An employer may reduce time spent in the program to two years if it consents to an enhanced settlement agreement that includes the use of a safety and health management system that adheres to OSHA’s Recommended Practices for Safety and Health Programs.  

One risk of entering a settlement agreement is that OSHA will require the employer to do things that don’t really work in the workplace, Smith said, adding that there also would be the cost of a consultant to manage the safety program.

The steps an employer must take to participate in the settlement agreements “inure to the benefit of the government, not the employer,” Simko cautioned. In some instances, entering a settlement agreement is “fine to do,” while in other instances it would be “onerous,” he said, noting that whether an agreement should be entered must be decided on a case-by-case basis.

Increased Penalties

Expect greater enforcement follow-up activity and more significant penalties with the revamped SVEP, Malveaux and Paul stated.

“This should be particularly concerning for employers given the congressional push to increase OSHA’s enforcement and hiring budget. Earlier this summer, the House Appropriations Committee proposed $100 million in additional funding for OSHA, and the Senate Appropriations Committee proposed adding $68 million.
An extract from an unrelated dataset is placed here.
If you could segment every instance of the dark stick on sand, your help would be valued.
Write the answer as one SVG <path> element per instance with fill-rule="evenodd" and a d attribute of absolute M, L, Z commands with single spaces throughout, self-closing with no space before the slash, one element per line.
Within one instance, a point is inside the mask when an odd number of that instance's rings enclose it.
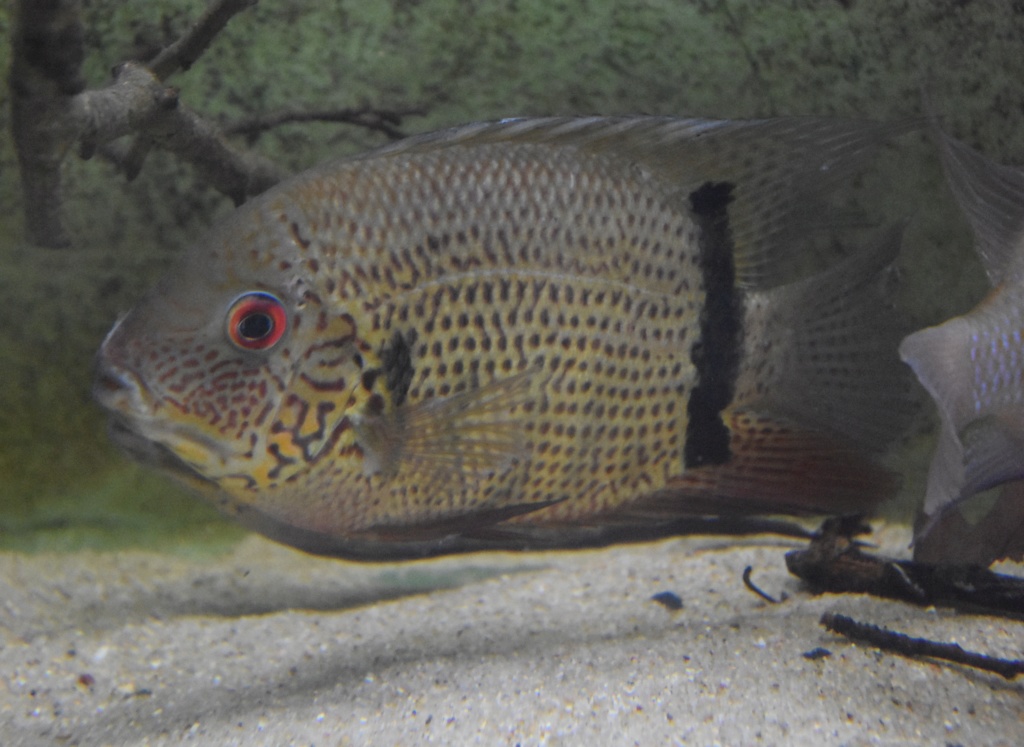
<path fill-rule="evenodd" d="M 932 659 L 951 661 L 986 672 L 995 672 L 1008 680 L 1024 673 L 1024 660 L 1000 659 L 974 651 L 965 651 L 956 643 L 913 638 L 877 625 L 858 622 L 846 615 L 826 612 L 821 616 L 821 624 L 833 633 L 855 641 L 863 641 L 883 651 L 891 651 L 902 656 L 927 656 Z"/>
Either way, that’s a lot of new compliance safety and health officers.”

“As additional funding becomes available to OSHA through the congressional budget process and the further away we are from COVID, OSHA is returning its time and attention to more traditional safety and health issues,” said John Ho, an attorney with Cozen O’Connor in New York City. “Accordingly, although COVID may not be completely gone, employers similarly need to refocus time and resources on ensuring compliance with more traditional safety and health issues.”